DECIDEMENT, les affections de longue durée (ALD) sont sur la sellette. Montrées du doigt dans le dernier rapport de la Cour des comptes (« le Quotidien » du 20 septembre), objet des attentions du gouvernement dans la loi du 13 août (1), elles donnent lieu aujourd'hui à une note du Haut Conseil sur l'avenir de l'assurance-maladie. Un document dans lequel, une fois n'est pas coutume, l'accent est mis non pas sur le coût exorbitant pour le régime général de la prise en charge des malades en ALD mais sur le flou qui entoure ces quelque 7,2 millions de malades, que l'on parle de leurs conditions d'entrée (voire de sortie) dans le dispositif, de la qualité des soins qui leur sont dispensés, de leur situation épidémiologique...
Pour le Haut Conseil, certes, l'exonération totale du ticket modérateur pour les malades souffrant d'affections chroniques (engageant souvent le pronostic vital) pèse très lourd - et de plus en plus - dans les comptes de l'assurance-maladie (elle concerne, rappelle la note, « 12,9 % de la population couverte par le régime général » et mobilise « 51,2 % des dépenses totales de santé et 58,4 % des remboursements totaux »). Certes, les ALD « interviennent massivement dans la croissance des dépenseset sont à l'origine de près des deux tiers de cette croissance », avec là aussi une tendance à l'accentuation du phénomène. Mais le Haut Conseil ne met pas la charrue avant les bœufs. Pas question de porter un jugement sur le bien-fondé de ces fortes dépenses sans une connaissance fine de leurs ressorts. Or c'est bien là que le bât blesse : les patients inscrits en ALD restent, pour le système, de grands inconnus.
Combien de malades ?
Pour commencer, on ne sait pas, par exemple, combien ils sont exactement. « Le système statistique n'est (...) pas en mesure d'évaluer de manière fiable le stock des bénéficiaires », commente la note. Autre lacune : les durées d'exonération. Fixées au moment de l'entrée du malade dans le dispositif, elles ne répondent pas, dans la plupart des cas, à des normes précises - le Haut Conseil remarque même que la distribution des premières cartes Vitale a prorogé « administrativement sans vérification de leur état médical » les inscriptions en ALD.
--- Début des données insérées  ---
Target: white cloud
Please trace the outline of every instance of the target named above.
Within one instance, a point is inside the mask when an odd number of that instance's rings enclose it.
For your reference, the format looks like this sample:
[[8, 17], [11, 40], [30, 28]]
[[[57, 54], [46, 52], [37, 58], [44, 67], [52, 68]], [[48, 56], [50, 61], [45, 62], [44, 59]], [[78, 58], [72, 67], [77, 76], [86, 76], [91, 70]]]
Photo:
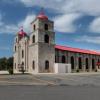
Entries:
[[[51, 8], [56, 13], [55, 29], [61, 32], [73, 32], [76, 27], [73, 22], [82, 15], [100, 16], [100, 0], [20, 0], [26, 6], [43, 6]], [[98, 21], [98, 20], [97, 20]], [[99, 22], [92, 23], [92, 31], [100, 32]]]
[[82, 36], [75, 39], [77, 42], [100, 44], [99, 36]]
[[20, 27], [23, 26], [25, 31], [30, 32], [30, 23], [34, 20], [35, 15], [27, 15], [26, 18], [19, 22], [17, 25], [7, 25], [2, 21], [2, 15], [0, 14], [0, 33], [16, 34], [20, 30]]
[[62, 13], [100, 15], [100, 0], [20, 0], [26, 6], [43, 6]]
[[27, 15], [26, 18], [18, 24], [18, 26], [23, 26], [23, 28], [25, 29], [26, 32], [30, 32], [31, 28], [32, 28], [30, 23], [34, 19], [35, 19], [35, 15], [34, 14]]
[[97, 17], [91, 22], [89, 30], [90, 32], [100, 33], [100, 17]]
[[55, 30], [59, 32], [74, 32], [76, 28], [73, 22], [81, 16], [81, 14], [73, 13], [55, 17]]

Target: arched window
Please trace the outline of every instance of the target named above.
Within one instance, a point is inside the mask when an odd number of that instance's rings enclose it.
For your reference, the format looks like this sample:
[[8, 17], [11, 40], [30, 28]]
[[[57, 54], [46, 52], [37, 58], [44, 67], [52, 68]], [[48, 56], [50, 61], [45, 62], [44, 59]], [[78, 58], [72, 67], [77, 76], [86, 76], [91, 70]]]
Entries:
[[44, 36], [44, 42], [49, 43], [49, 36], [47, 34]]
[[33, 68], [33, 70], [35, 69], [35, 62], [34, 61], [32, 63], [32, 68]]
[[17, 38], [16, 38], [16, 43], [17, 43]]
[[22, 58], [24, 58], [24, 50], [22, 50]]
[[36, 26], [35, 25], [33, 25], [33, 28], [34, 28], [34, 31], [36, 30]]
[[78, 65], [79, 65], [79, 69], [82, 69], [82, 58], [81, 57], [78, 58]]
[[70, 59], [71, 62], [71, 69], [74, 69], [74, 57], [72, 56]]
[[89, 69], [88, 58], [86, 58], [85, 63], [86, 63], [86, 69]]
[[15, 69], [16, 69], [16, 63], [15, 63]]
[[24, 70], [24, 62], [22, 62], [21, 70]]
[[49, 69], [49, 61], [45, 61], [45, 70]]
[[65, 56], [62, 56], [62, 63], [65, 63], [66, 62], [66, 58]]
[[32, 43], [35, 43], [35, 35], [32, 37]]
[[44, 29], [47, 31], [48, 30], [48, 24], [44, 25]]
[[95, 60], [92, 59], [92, 69], [94, 70], [95, 69]]

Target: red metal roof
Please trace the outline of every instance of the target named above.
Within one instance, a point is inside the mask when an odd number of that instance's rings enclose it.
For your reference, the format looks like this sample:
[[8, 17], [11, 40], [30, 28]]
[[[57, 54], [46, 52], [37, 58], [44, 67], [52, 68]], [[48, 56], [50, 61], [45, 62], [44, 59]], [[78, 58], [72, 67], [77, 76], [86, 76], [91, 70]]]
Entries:
[[56, 49], [64, 50], [64, 51], [71, 51], [71, 52], [78, 52], [78, 53], [84, 53], [84, 54], [93, 54], [93, 55], [100, 55], [100, 52], [92, 51], [92, 50], [84, 50], [79, 48], [72, 48], [68, 46], [60, 46], [56, 45]]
Ce décor pour le moins brumeux étant planté, il n'y a rien d'étonnant à ce que la prospective, en matière d'ALD, manque de clarté. Vu le coût de ces prises en charge, il serait pourtant « important de disposer d'une évaluation de la dépense pour les patients en ALD à l'horizon 2010 (...), ALD par ALD ». Peine perdue. Les études de coûts par ALD n'existent pas.
Le Haut Conseil s'interroge enfin sur la qualité des soins dispensés aux patients inscrits en ALD... et trouve, là encore, une faille : si l'on mesure l'écart entre les référentiels scientifiques et les pratiques, on trouve « une forte prévalence de la non-qualité », accuse la note, oscillant « entre 15 et 50 % ».
(1) Dans la réforme de l'assurance-maladie, plusieurs mesures doivent permettre de mieux réguler les dépenses occasionnées par les ALD, que le régime général de la Sécurité sociale prend en charge à 100 % (protocole opposable au médecin et au patient, signé et présenté systématiquement, révisé régulièrement).
A contre-courant
Sur un certain nombre de points, la note du Haut Conseil remet des pendules à l'heure. Au risque de paraître parfois provocatrice.
Elle revoit par exemple l'estimation du coût des ALD pour le régime général : il est de 8 milliards d'euros, calcule-t-elle, et non pas de 11 milliards comme le Haut Conseil le pensait en 2003. De la même façon, la note révise à la baisse le chiffre des économies attendues d'une bonne utilisation de l'ordonnancier bizone (séparant pour un patient les prescriptions qui relèvent de l'ALD et celles qui n'en relèvent pas) : 600 millions d'euros, selon elle (bien loin des 2 milliards avancés par la Caisse nationale d'assurance-maladie en mai dernier). Le Haut Conseil juge par ailleurs que, en raison d'une « sous-déclaration » des malades, il y a des trous, de l'ordre de 30 %, dans la couverture des assurés potentiellement éligibles au dispositif ALD (sur 1,8 million de diabétiques, 500 000 pourraient être inscrits en ALD et ne le sont pas). Pour les sages enfin, « il serait abusif d'assimiler systématiquement ALD et très grosses dépenses de santé » dans la mesure où, par exemple, « dans les 15 % de la population totale qui mobilisent 72 % des dépenses de santé, il y a pratiquement autant de personnes en ALD que de personnes non ALD ».